The history of attempts to sculpture fat dates back to the beginning of the 20th century, but Professor Yves-Gerard Illouz was the first to introduce a new, safe and widespread method of liposuction. This involved the preoperative injection of local anaesthesia, saline, distilled water, adrenaline and hyaluronidase. This was widely called the wet technique, and established a safe and effective adjunct to lipoaspiration.

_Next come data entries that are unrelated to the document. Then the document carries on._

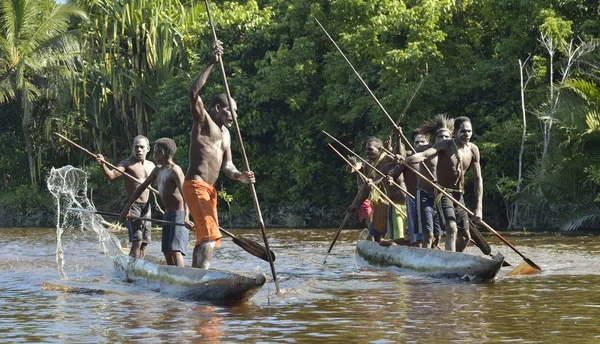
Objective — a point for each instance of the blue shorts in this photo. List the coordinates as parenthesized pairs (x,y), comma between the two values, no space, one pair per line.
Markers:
(427,217)
(411,212)
(175,238)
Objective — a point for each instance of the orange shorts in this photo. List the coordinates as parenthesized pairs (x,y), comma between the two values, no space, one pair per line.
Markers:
(201,198)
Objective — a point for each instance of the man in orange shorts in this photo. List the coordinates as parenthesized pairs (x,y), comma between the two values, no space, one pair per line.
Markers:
(210,151)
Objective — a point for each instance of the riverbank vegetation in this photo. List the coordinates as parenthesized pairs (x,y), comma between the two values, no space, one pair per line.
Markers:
(101,72)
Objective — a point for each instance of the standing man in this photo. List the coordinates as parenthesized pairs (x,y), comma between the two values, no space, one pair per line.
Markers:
(169,178)
(439,129)
(210,151)
(371,206)
(455,157)
(140,168)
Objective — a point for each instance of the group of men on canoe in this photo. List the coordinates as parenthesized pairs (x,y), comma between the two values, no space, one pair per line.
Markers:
(442,155)
(182,194)
(442,150)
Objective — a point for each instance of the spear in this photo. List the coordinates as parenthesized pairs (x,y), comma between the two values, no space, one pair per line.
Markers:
(245,158)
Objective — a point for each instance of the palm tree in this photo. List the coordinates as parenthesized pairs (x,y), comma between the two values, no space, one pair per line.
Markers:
(36,50)
(130,50)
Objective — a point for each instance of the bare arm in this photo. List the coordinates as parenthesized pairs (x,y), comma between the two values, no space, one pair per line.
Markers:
(110,174)
(426,154)
(232,172)
(478,181)
(138,192)
(196,103)
(179,177)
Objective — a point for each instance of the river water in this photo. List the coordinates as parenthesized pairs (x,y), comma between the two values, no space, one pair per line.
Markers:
(340,301)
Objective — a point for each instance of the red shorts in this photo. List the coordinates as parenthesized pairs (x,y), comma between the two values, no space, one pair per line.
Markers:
(201,198)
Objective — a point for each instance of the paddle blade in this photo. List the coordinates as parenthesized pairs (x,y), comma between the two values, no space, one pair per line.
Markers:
(253,248)
(525,268)
(479,239)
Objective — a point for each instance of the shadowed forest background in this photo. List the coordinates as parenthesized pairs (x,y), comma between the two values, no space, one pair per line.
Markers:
(101,72)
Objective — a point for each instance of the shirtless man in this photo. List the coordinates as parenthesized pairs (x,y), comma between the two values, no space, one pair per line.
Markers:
(169,178)
(440,128)
(371,206)
(455,157)
(420,143)
(210,151)
(140,168)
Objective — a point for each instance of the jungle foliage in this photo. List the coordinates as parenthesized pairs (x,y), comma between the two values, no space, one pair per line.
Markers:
(138,58)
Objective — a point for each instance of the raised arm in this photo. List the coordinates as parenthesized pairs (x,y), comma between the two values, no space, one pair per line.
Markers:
(478,182)
(138,192)
(196,103)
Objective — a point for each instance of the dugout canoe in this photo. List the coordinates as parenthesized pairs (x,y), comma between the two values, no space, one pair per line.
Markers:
(436,263)
(190,283)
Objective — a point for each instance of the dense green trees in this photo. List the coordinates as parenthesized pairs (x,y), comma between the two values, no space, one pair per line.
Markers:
(37,55)
(291,83)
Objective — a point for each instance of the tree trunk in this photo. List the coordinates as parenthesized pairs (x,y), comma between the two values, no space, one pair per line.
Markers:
(515,219)
(30,154)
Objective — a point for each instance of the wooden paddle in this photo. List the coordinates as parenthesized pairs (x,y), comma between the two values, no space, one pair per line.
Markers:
(245,158)
(533,268)
(248,245)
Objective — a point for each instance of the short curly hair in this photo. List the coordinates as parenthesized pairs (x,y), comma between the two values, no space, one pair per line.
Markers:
(167,145)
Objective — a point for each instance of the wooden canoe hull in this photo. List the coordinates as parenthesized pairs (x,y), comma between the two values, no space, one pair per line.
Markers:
(190,283)
(436,263)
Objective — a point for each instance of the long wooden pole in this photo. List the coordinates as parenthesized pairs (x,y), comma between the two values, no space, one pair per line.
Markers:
(248,245)
(373,168)
(245,158)
(371,184)
(106,162)
(347,216)
(488,227)
(408,143)
(482,244)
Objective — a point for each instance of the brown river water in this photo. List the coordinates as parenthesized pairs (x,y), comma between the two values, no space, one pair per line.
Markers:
(340,301)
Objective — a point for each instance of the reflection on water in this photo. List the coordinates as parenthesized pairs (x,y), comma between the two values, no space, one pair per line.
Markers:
(336,302)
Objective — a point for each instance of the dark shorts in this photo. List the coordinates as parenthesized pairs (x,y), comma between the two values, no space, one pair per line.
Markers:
(175,238)
(427,217)
(449,212)
(138,229)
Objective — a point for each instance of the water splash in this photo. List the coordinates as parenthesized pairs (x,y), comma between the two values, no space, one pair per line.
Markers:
(68,185)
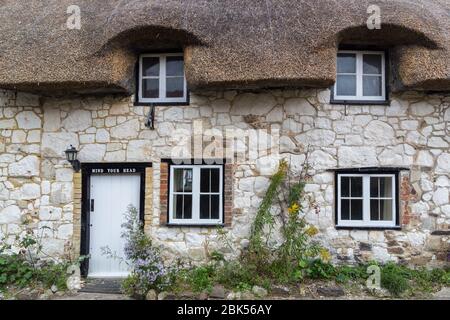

This procedure was initially based on an automatic pump system; subsequently the efficacy of syringe aspiration was popularised in the 1980s. Liposuction in the subcutaneous tissue, just 3-4mm deep to dermis, also called superficial liposuction, is a modern and effective evolution of the technique, but requires significant experience in order to avoid disfiguring outcomes. Ultrasound and laser lipoplasty methods have provided further choices in the range of technical weapons offered to the plastic surgeon.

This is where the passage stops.